Wendy D

Survivor

My world blew up on Wednesday, October 4, 2017. It was a happy day. My second grandchild was being delivered by C-section that morning. I was to get the nearly 4-year-old fed, dressed and on the school bus while his parents were at the hospital early. At 2:30PM that day I went to the school to pick him up and go to the hospital to meet his little brother.

At 5PM we were back at my place. I prepared supper for my husband and grandchild but didn’t feel hungry at all. I had severe pain in my lower right back – took some Tylenol and told my husband not to let me sleep longer than 30 minutes as I had to pack an overnight bag for staying over at my grandchild’s home. Half an hour later I was over taken by chills and tremors so violent I couldn’t walk. An aunt came for my grandchild as I could no longer care for him. I vomited once. By 10:30 that night I could walk to the bathroom but went right back to bed.

I felt a little better by morning. Still not hungry. I was unable to carry out my job as part-time live-out nanny for 2 children. I was sure I had a bug of some sort and was determined to ride this out. Turning in bed I was hit with terrible headache. I started to get constant nosebleeds. I thought I might be getting an old friend pneumonia, so I started on my inhalers. Friday things were no better. I have had joint replacements and need to take 4 antibiotic pills before each dental appointment. I happened to have 8 or 9 of the capsules. Should I take them?

On Friday, again I was hit with the massive tremors. For some reason my hip replacement joint was hurting badly on top of everything. Friday and Saturday were pretty much a blur. Sunday I decided I would take the dental antibiotics as if it were a prescription – 3 a day spaced out. At noon Monday I was so sick I knew I couldn’t fix this. I called an ambulance. Still not realizing how sick I was, I told the dispatcher she didn’t need to have the sirens going. That I was OK except I couldn’t sit up or I would get my husband to drive me.

The first I realized there definitely was a problem was when in the ambulance the paramedic asked me if I had lilac coloured nail polish on. I said no. Once at the hospital things moved very fast. But to me it felt like slow motion. I began to slur my words. I couldn’t remember some things. Everything I looked at flashed – pictures, lights, air vents on the ceiling, the screen on my phone. Plain items like privacy curtains and walls had colourful waterfalls and designs that constantly moved.

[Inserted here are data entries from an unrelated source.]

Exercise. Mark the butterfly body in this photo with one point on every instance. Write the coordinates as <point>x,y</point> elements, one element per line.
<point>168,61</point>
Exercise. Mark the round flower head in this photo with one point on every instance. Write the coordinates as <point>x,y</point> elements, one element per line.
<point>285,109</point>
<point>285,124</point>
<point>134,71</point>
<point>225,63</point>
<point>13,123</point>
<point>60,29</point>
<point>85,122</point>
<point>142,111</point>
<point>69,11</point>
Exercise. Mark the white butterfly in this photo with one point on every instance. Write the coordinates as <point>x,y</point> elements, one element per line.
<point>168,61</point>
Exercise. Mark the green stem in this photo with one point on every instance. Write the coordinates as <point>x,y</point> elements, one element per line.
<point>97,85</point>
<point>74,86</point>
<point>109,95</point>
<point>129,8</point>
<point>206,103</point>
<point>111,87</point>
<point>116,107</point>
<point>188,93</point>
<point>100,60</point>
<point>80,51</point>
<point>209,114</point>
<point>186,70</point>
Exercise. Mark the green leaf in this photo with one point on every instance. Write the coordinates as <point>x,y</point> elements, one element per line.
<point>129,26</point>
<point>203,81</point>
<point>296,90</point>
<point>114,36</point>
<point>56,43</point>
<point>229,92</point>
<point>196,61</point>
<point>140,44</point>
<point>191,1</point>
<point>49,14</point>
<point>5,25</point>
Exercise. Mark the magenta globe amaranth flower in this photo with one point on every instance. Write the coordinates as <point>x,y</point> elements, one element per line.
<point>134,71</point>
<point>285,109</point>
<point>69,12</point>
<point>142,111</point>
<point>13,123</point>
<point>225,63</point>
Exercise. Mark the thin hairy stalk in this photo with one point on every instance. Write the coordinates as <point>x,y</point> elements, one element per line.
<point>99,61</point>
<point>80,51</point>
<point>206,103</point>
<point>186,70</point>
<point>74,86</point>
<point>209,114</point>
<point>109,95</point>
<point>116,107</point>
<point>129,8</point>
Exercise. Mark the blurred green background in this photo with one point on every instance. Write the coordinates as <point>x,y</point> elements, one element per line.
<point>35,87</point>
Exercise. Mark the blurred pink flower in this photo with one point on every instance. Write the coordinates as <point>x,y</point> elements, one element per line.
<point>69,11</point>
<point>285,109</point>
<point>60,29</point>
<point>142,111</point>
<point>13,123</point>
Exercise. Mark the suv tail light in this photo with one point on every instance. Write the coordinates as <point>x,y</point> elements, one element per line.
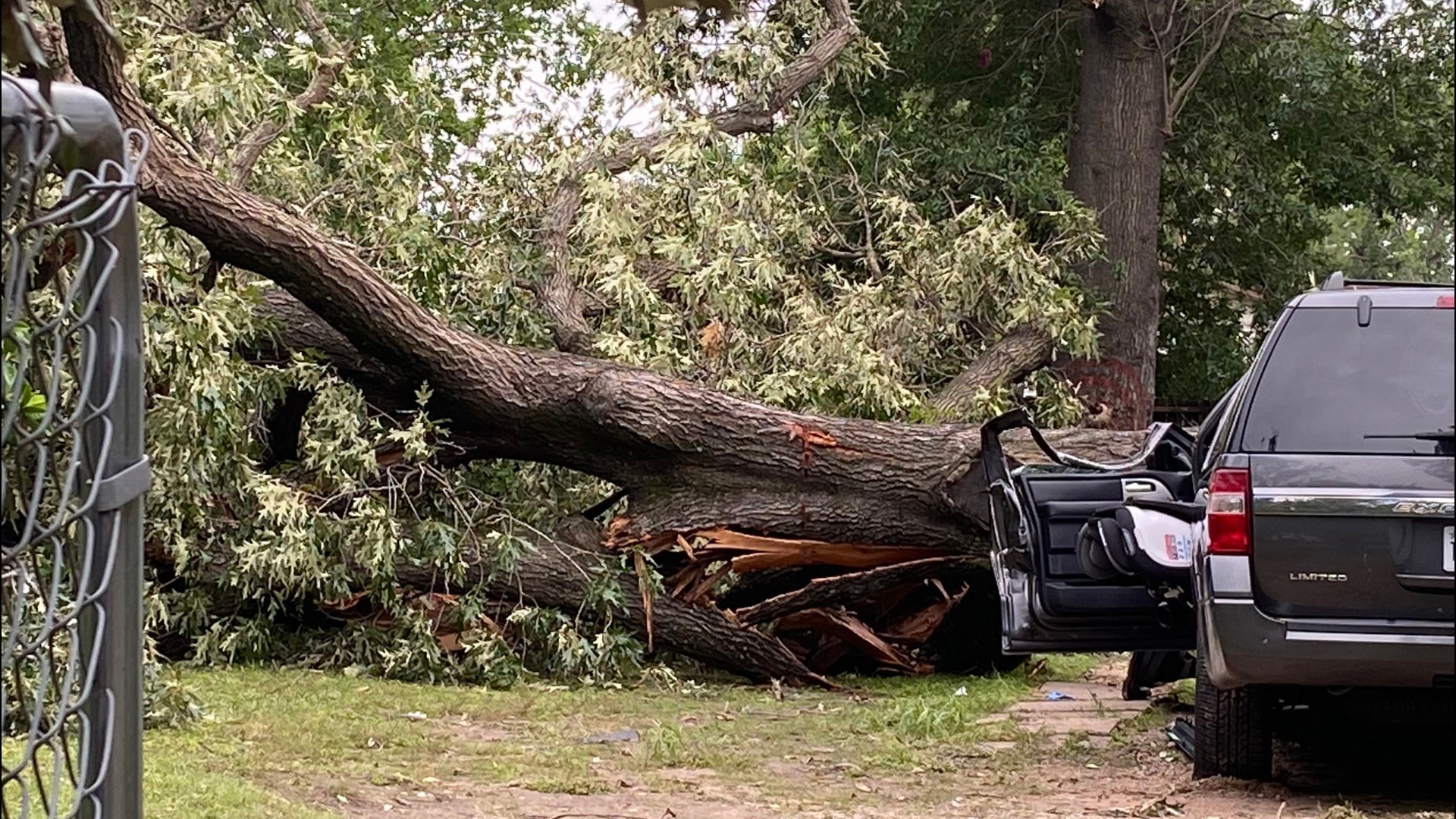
<point>1229,510</point>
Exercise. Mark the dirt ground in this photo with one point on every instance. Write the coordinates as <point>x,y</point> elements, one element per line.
<point>1331,773</point>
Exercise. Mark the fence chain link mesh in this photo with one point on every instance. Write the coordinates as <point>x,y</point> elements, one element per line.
<point>73,469</point>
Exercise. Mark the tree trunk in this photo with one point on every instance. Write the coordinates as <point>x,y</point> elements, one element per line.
<point>689,458</point>
<point>1116,162</point>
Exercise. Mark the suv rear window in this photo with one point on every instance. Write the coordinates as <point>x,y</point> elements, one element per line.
<point>1331,382</point>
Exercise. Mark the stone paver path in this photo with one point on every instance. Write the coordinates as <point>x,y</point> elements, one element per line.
<point>1092,708</point>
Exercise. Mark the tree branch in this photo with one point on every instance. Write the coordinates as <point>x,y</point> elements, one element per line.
<point>557,293</point>
<point>256,142</point>
<point>1022,350</point>
<point>1180,95</point>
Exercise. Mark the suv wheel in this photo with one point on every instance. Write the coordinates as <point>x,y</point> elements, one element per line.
<point>1232,732</point>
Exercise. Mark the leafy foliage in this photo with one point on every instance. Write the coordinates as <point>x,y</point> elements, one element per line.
<point>905,215</point>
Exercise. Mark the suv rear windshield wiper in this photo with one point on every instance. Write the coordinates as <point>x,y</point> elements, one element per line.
<point>1449,433</point>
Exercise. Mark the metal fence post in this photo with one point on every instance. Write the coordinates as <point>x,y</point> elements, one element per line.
<point>93,707</point>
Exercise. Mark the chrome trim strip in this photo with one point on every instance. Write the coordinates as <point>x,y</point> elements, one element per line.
<point>1229,575</point>
<point>1382,639</point>
<point>1356,503</point>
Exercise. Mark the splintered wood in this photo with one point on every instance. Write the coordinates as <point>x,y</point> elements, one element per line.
<point>836,607</point>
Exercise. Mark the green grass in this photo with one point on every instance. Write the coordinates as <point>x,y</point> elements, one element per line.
<point>287,744</point>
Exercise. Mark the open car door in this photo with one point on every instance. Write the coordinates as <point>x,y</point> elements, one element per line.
<point>1055,599</point>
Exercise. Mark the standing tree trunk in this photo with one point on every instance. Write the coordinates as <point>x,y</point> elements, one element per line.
<point>756,487</point>
<point>1116,162</point>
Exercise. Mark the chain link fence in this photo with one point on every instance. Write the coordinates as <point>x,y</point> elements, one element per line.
<point>73,464</point>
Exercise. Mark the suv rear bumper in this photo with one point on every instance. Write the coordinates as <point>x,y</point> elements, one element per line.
<point>1248,648</point>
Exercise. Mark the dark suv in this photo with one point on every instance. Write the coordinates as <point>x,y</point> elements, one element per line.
<point>1316,504</point>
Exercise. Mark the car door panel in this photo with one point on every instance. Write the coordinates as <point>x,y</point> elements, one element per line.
<point>1049,602</point>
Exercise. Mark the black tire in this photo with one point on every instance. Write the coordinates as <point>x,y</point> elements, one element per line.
<point>1232,729</point>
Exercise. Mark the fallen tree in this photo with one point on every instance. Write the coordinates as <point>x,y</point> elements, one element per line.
<point>715,485</point>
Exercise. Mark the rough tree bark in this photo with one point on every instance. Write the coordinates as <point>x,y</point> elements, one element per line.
<point>1116,162</point>
<point>1014,356</point>
<point>689,458</point>
<point>1130,95</point>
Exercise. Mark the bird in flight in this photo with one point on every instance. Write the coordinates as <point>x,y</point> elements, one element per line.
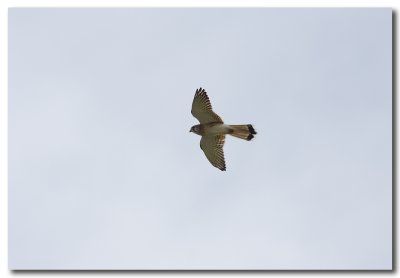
<point>213,130</point>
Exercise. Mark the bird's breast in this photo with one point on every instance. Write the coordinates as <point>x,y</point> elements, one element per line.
<point>216,129</point>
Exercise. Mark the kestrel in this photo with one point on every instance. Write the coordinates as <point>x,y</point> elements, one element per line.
<point>212,130</point>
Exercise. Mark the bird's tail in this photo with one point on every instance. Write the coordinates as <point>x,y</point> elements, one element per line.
<point>245,132</point>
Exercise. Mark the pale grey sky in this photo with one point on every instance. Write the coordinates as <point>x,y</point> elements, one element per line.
<point>104,174</point>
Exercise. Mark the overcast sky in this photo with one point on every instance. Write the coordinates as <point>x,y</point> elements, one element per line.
<point>104,174</point>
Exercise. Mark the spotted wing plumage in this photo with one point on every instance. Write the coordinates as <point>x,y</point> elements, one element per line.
<point>202,109</point>
<point>212,147</point>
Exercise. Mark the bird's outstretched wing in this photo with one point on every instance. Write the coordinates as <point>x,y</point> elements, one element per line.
<point>202,110</point>
<point>212,147</point>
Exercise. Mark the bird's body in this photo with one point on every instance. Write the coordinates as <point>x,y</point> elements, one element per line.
<point>213,130</point>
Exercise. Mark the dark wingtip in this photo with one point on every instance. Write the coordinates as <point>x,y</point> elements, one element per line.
<point>251,129</point>
<point>251,136</point>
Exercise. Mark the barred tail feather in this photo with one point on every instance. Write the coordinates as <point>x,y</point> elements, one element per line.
<point>245,132</point>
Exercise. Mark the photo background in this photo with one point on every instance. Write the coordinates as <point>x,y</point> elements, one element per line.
<point>104,174</point>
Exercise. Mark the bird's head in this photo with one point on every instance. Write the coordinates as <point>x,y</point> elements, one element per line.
<point>195,129</point>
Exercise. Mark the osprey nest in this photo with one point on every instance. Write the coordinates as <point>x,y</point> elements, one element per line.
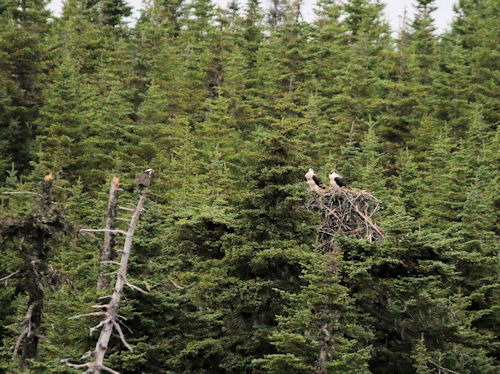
<point>348,212</point>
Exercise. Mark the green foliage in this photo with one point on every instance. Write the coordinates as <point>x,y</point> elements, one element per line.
<point>231,107</point>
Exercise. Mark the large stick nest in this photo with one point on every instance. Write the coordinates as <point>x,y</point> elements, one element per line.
<point>348,212</point>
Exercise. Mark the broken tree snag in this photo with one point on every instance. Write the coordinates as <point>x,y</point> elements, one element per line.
<point>109,236</point>
<point>34,234</point>
<point>347,212</point>
<point>109,321</point>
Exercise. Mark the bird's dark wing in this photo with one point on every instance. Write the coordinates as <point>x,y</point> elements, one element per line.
<point>318,181</point>
<point>340,181</point>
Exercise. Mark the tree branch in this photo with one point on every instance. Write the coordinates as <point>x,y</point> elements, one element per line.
<point>104,230</point>
<point>442,368</point>
<point>122,337</point>
<point>88,314</point>
<point>10,275</point>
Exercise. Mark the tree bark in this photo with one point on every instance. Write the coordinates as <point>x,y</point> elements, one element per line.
<point>111,320</point>
<point>109,236</point>
<point>36,266</point>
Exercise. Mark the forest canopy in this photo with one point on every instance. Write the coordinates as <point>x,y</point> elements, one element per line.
<point>230,270</point>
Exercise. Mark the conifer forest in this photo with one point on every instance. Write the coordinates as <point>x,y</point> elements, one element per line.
<point>155,216</point>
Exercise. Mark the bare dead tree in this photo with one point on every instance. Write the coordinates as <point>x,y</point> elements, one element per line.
<point>107,252</point>
<point>109,314</point>
<point>35,231</point>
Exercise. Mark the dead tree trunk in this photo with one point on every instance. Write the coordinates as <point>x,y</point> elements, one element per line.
<point>109,236</point>
<point>111,320</point>
<point>35,266</point>
<point>110,315</point>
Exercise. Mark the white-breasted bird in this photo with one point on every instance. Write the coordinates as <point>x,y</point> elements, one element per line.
<point>315,183</point>
<point>336,180</point>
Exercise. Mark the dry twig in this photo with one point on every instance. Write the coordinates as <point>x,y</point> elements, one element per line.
<point>348,212</point>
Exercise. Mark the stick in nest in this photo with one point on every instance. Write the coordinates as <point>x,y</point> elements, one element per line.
<point>348,212</point>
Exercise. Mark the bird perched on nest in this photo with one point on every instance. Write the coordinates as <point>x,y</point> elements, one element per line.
<point>315,183</point>
<point>336,180</point>
<point>143,179</point>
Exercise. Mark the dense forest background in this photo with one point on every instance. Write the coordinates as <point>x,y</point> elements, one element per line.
<point>231,107</point>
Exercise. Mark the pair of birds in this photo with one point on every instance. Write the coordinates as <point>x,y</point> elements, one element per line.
<point>316,184</point>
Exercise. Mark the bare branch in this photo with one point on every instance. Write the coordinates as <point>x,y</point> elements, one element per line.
<point>135,287</point>
<point>175,284</point>
<point>110,262</point>
<point>105,368</point>
<point>10,275</point>
<point>22,193</point>
<point>127,209</point>
<point>104,230</point>
<point>76,366</point>
<point>98,326</point>
<point>88,314</point>
<point>122,337</point>
<point>18,342</point>
<point>443,368</point>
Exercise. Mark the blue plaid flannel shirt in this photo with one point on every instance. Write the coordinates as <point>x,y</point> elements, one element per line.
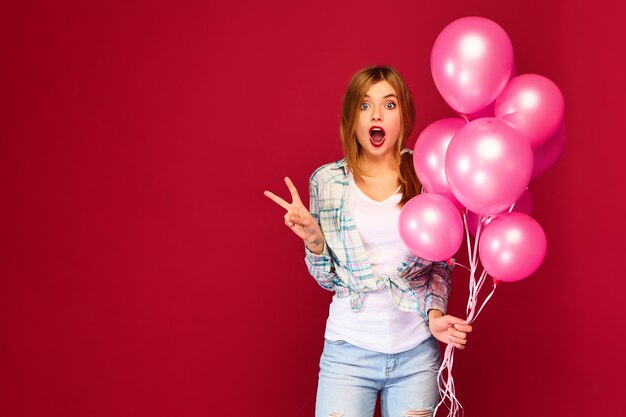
<point>417,285</point>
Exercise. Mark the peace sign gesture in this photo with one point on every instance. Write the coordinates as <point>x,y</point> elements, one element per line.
<point>298,218</point>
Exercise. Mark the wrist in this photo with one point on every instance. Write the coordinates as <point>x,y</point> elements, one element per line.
<point>315,244</point>
<point>434,314</point>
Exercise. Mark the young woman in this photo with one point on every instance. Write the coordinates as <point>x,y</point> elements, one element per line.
<point>389,307</point>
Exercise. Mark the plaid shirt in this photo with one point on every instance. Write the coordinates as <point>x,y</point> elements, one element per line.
<point>417,285</point>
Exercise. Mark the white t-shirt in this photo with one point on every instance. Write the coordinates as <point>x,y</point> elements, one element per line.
<point>379,325</point>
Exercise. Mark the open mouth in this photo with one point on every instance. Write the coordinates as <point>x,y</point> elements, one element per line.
<point>377,136</point>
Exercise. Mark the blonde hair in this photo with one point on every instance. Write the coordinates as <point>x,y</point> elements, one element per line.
<point>359,84</point>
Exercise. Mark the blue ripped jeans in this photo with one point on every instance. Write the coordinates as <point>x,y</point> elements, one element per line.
<point>350,379</point>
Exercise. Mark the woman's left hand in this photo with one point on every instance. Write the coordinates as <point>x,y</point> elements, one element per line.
<point>449,329</point>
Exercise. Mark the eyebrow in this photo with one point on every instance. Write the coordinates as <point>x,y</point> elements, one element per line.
<point>387,96</point>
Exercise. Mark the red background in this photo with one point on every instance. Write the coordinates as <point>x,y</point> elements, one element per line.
<point>143,272</point>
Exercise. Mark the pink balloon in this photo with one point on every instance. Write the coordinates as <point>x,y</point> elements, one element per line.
<point>471,62</point>
<point>489,111</point>
<point>429,156</point>
<point>547,154</point>
<point>534,105</point>
<point>524,204</point>
<point>431,227</point>
<point>488,165</point>
<point>512,247</point>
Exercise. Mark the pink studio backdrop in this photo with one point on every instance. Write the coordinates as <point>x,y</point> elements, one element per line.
<point>143,272</point>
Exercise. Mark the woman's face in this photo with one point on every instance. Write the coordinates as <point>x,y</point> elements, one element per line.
<point>379,125</point>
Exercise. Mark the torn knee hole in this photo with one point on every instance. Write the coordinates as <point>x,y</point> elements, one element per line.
<point>418,413</point>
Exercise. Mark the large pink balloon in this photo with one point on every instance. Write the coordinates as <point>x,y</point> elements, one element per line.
<point>534,105</point>
<point>512,247</point>
<point>431,227</point>
<point>471,62</point>
<point>547,154</point>
<point>488,165</point>
<point>524,204</point>
<point>429,156</point>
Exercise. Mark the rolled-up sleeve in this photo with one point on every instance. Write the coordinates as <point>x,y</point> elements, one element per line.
<point>438,289</point>
<point>321,266</point>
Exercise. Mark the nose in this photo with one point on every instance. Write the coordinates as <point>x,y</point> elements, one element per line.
<point>376,114</point>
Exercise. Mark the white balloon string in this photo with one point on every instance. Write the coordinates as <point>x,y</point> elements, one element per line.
<point>446,384</point>
<point>486,299</point>
<point>469,245</point>
<point>461,265</point>
<point>511,208</point>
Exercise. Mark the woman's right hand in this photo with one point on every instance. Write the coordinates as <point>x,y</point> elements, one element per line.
<point>299,220</point>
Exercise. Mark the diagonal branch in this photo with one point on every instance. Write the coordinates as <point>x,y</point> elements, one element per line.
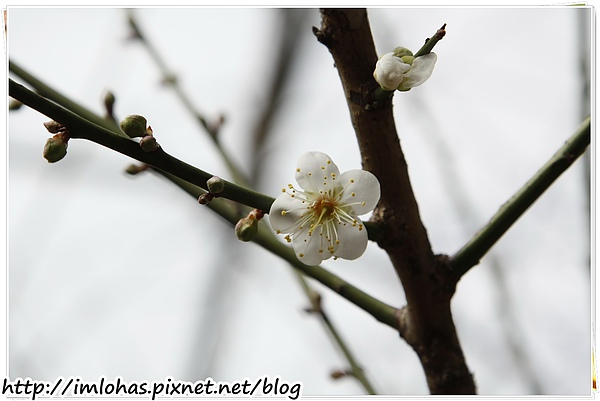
<point>470,254</point>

I was held in a room in Emerg from Monday afternoon Oct 9th to Wednesday Oct 11 when I was sent for surgery. At this point it was certain I had a kidney stone, pneumonia, my liver was shot, I had a “small” heart attack and I had renal failure. I don’t remember much from Monday to Wednesday. On Wednesday I received a ureter stent. I was getting super duper antibiotics by IV from the moment I arrived. On Thursday I started to actually feel better. Doctors kept telling me I almost didn’t make it. (Sepsis and Kidney Stones, Sepsis and Pneumonia)

I had never heard ofsSepsis before. In 65 years not once had I heard this term. I continued to make progress and was sent home on Tuesday, Oct 17th. Once I got home I started to do research on the internet. How is it this horrible condition is so wide-spread but no one knows anything about it except those who make it??

Today, October 27, 2017, I continue to improve, bit by bit each day. Pictures don’t flash. Blank walls are once again blank walls without colourful moving designs. I can text again and make sense at the same time. My operative hip still hurts and this is a concern I might have to take further if it doesn’t feel better soon. The pneumonia is gone. My liver values are improving. There was no residual damage left after the “small heart attack” and for that I am very grateful. I have to have outpatient surgery next week to deal with the stent and the kidney stone if it is still there. I still find myself having to sleep a couple of hours a day. I feel the cold easily now.

I asked my doctor how I will know, in future, when to seek medical help. He said “In adults, any fever that can’t be explained by things like a cold or influenza should be investigated.” I know it was extremely irresponsible of me to think I could fix what was happening to me – I just didn’t want to bother the doctor for something that was just going to go away on its own in a couple of days. I came close to dying. I’ve learned my lesson. And I intend to get the word out there about sepsis.